Fast jeder, der auf dem Bürgersteig vorbeigeht, bleibt stehen, gafft oder macht einen Kommentar. Ungefähr die Hälfte von ihnen fragt: „Haben Sie etwas gefangen?“ Die selbstbewussteren unter ihnen bemerken, dass mir das wahrscheinlich ständig passiert. (Nur fürs Protokoll: Das macht die Frage nicht weniger peinlich.)
Gleichzeitig wird ein gewisser fröhlicher New Yorker eine „Keine große Sache“-Haltung an den Tag legen, wenn er mich sieht, als ob das seltsame Bild, auf das er gestoßen ist, etwas wäre, was er schon tausend Mal gesehen hätte. (Die meisten dieser Leute sind Männer.)
Menschen versuchen oft, heimlich ein Foto oder ein Video aufzunehmen. Sie sind nicht so schlau, wie sie denken (und sind manchmal etwas gruseliger, als sie sich wahrscheinlich vorstellen). Andererseits haben Menschen, die mich fragen, ob ich etwas dagegen hätte, etwas Warmes, sogar Lebensbejahendes.
Touristen unter 35 Jahren, die auf mich stoßen, neigen dazu, so zu tun, als wären sie Zeuge eines Wunders im Instagram-Zeitalter geworden. Ich kann sie praktisch hören, wie sie ihre Bildunterschrift schreiben: Alter beim Fliegenfischen in der Innenstadt von Manhattan! (Mit drei Edvard Munch „The Scream“-Emojis.)
Wer kann es ihnen verdenken? Es lässt sich nicht leugnen, dass Fliegenfischen mitten auf einer Straße in Manhattan nicht gerade „normal“ ist. Andererseits: Was ist im Moment normal? Dies ist eine Zeit, in der wir alles tun müssen, um unsere Momente des Friedens und der Zufriedenheit zu finden, egal wie seltsam sie auch sein mögen.
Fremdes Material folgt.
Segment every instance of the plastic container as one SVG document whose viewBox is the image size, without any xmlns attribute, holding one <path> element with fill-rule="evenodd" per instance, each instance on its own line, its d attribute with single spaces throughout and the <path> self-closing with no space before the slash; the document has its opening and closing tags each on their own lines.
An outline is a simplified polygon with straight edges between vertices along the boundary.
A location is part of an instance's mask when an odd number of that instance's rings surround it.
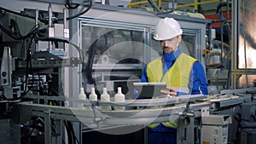
<svg viewBox="0 0 256 144">
<path fill-rule="evenodd" d="M 110 101 L 110 95 L 108 94 L 107 88 L 103 88 L 103 92 L 101 95 L 101 101 L 102 102 L 109 102 Z M 102 110 L 111 110 L 110 106 L 101 106 Z"/>
<path fill-rule="evenodd" d="M 80 88 L 79 95 L 79 100 L 86 100 L 86 95 L 84 91 L 84 88 Z M 84 103 L 79 103 L 79 108 L 84 108 Z"/>
<path fill-rule="evenodd" d="M 89 95 L 89 101 L 97 101 L 98 97 L 97 95 L 95 93 L 95 88 L 90 88 L 90 94 Z"/>
<path fill-rule="evenodd" d="M 123 103 L 125 101 L 125 96 L 122 93 L 122 88 L 118 87 L 118 92 L 116 95 L 114 95 L 114 102 L 116 103 Z M 124 111 L 125 110 L 125 107 L 123 106 L 116 106 L 115 110 L 117 111 Z"/>
</svg>

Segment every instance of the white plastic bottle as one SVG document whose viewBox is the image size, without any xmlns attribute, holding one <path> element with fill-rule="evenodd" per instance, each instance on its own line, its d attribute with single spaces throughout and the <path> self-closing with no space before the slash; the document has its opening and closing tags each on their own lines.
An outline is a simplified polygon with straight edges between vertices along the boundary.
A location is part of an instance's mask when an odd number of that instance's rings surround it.
<svg viewBox="0 0 256 144">
<path fill-rule="evenodd" d="M 101 101 L 102 102 L 109 102 L 110 101 L 110 95 L 108 94 L 107 88 L 103 88 L 103 92 L 101 95 Z M 101 106 L 102 110 L 111 110 L 110 106 Z"/>
<path fill-rule="evenodd" d="M 125 101 L 125 95 L 122 93 L 122 88 L 118 87 L 118 92 L 116 95 L 114 95 L 114 102 L 122 103 Z M 124 111 L 124 110 L 125 110 L 125 107 L 123 106 L 116 106 L 115 110 Z"/>
<path fill-rule="evenodd" d="M 95 88 L 90 88 L 90 94 L 89 95 L 90 101 L 96 101 L 98 100 L 97 95 L 95 92 Z"/>
<path fill-rule="evenodd" d="M 85 93 L 84 91 L 84 88 L 83 87 L 80 88 L 80 91 L 79 91 L 79 100 L 86 100 L 86 95 L 85 95 Z M 79 108 L 85 108 L 84 107 L 84 103 L 79 103 L 78 104 L 79 105 Z"/>
</svg>

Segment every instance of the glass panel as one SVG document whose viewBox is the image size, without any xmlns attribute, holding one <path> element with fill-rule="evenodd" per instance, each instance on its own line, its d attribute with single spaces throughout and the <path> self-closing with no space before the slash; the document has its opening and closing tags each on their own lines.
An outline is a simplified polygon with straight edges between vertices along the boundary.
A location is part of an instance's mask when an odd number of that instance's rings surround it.
<svg viewBox="0 0 256 144">
<path fill-rule="evenodd" d="M 240 5 L 238 68 L 256 68 L 256 1 L 240 0 Z"/>
</svg>

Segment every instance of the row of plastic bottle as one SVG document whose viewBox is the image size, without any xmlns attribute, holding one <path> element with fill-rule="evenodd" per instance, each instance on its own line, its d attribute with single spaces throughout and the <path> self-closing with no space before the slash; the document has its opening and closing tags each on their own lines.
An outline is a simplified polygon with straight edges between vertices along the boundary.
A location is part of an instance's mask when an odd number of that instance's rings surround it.
<svg viewBox="0 0 256 144">
<path fill-rule="evenodd" d="M 80 92 L 79 92 L 79 99 L 80 100 L 86 100 L 86 95 L 84 91 L 84 88 L 80 88 Z M 122 93 L 122 88 L 121 87 L 118 87 L 118 91 L 117 93 L 114 95 L 114 102 L 116 103 L 123 103 L 125 101 L 125 95 Z M 93 101 L 98 101 L 98 96 L 95 92 L 95 88 L 92 87 L 90 89 L 90 94 L 89 95 L 89 101 L 93 102 Z M 103 92 L 101 95 L 101 101 L 102 102 L 110 102 L 110 95 L 108 95 L 108 91 L 107 91 L 107 88 L 103 88 Z M 79 105 L 79 107 L 82 108 L 84 107 L 83 104 Z M 110 106 L 101 106 L 101 108 L 102 110 L 111 110 L 111 107 Z M 115 110 L 119 110 L 119 111 L 124 111 L 125 108 L 123 106 L 116 106 L 115 107 Z"/>
</svg>

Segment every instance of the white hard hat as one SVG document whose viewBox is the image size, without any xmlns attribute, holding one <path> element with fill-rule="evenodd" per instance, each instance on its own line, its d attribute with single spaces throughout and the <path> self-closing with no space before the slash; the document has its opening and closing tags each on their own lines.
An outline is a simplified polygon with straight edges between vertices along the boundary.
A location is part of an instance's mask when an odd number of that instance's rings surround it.
<svg viewBox="0 0 256 144">
<path fill-rule="evenodd" d="M 160 19 L 155 26 L 154 38 L 155 40 L 167 40 L 183 33 L 178 22 L 173 18 Z"/>
</svg>

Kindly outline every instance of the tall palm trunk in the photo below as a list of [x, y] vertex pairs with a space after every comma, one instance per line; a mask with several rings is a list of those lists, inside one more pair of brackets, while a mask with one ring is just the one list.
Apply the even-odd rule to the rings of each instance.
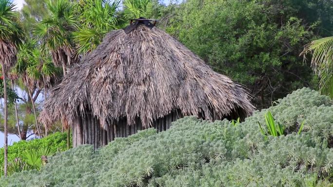
[[[14, 86], [13, 81], [12, 81], [12, 88], [14, 90]], [[18, 125], [18, 136], [19, 136], [19, 139], [21, 140], [22, 136], [21, 136], [21, 131], [19, 129], [19, 123], [18, 122], [18, 105], [17, 103], [16, 103], [16, 99], [15, 99], [15, 102], [14, 102], [14, 104], [15, 104], [15, 118], [16, 118], [16, 124]]]
[[36, 128], [37, 128], [37, 133], [38, 136], [40, 137], [40, 133], [39, 132], [39, 127], [38, 124], [38, 121], [37, 120], [37, 115], [36, 114], [36, 109], [35, 107], [35, 102], [34, 102], [34, 99], [32, 98], [32, 95], [31, 94], [31, 92], [30, 89], [28, 88], [28, 92], [29, 93], [29, 97], [30, 97], [30, 100], [31, 100], [31, 103], [33, 105], [33, 110], [34, 111], [34, 115], [35, 115], [35, 122], [36, 123]]
[[[65, 77], [65, 75], [66, 75], [66, 67], [65, 66], [65, 64], [62, 65], [62, 72], [63, 73], [64, 77]], [[69, 125], [69, 124], [68, 124], [68, 128], [67, 129], [67, 149], [69, 149], [71, 147], [71, 128], [70, 127], [70, 126]]]
[[4, 122], [3, 124], [4, 126], [4, 145], [3, 146], [3, 148], [4, 149], [4, 176], [6, 177], [7, 176], [7, 162], [8, 162], [8, 157], [7, 157], [7, 154], [8, 154], [8, 140], [7, 140], [7, 117], [8, 117], [8, 114], [7, 114], [7, 85], [6, 84], [6, 73], [5, 72], [6, 72], [6, 70], [5, 69], [5, 66], [4, 66], [4, 63], [3, 63], [3, 61], [1, 62], [1, 66], [2, 68], [2, 77], [3, 77], [3, 103], [4, 103], [4, 114], [3, 115], [3, 118], [4, 119]]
Vor ein paar Wochen, an einem Sonntagmorgen, ging eine Frau, die mindestens 90 Jahre alt zu sein schien, auf dem Bürgersteig an mir vorbei, ohne auch nur das geringste Tempo zu machen. „Ich habe mein ganzes Leben in dieser Nachbarschaft gelebt“, sagte sie, sowohl zum Universum als auch zu irgendjemandem im Besonderen. „Das habe ich noch nie gesehen.“
Jon Gluck ist Redaktionsleiter für Sonderprojekte bei Medium.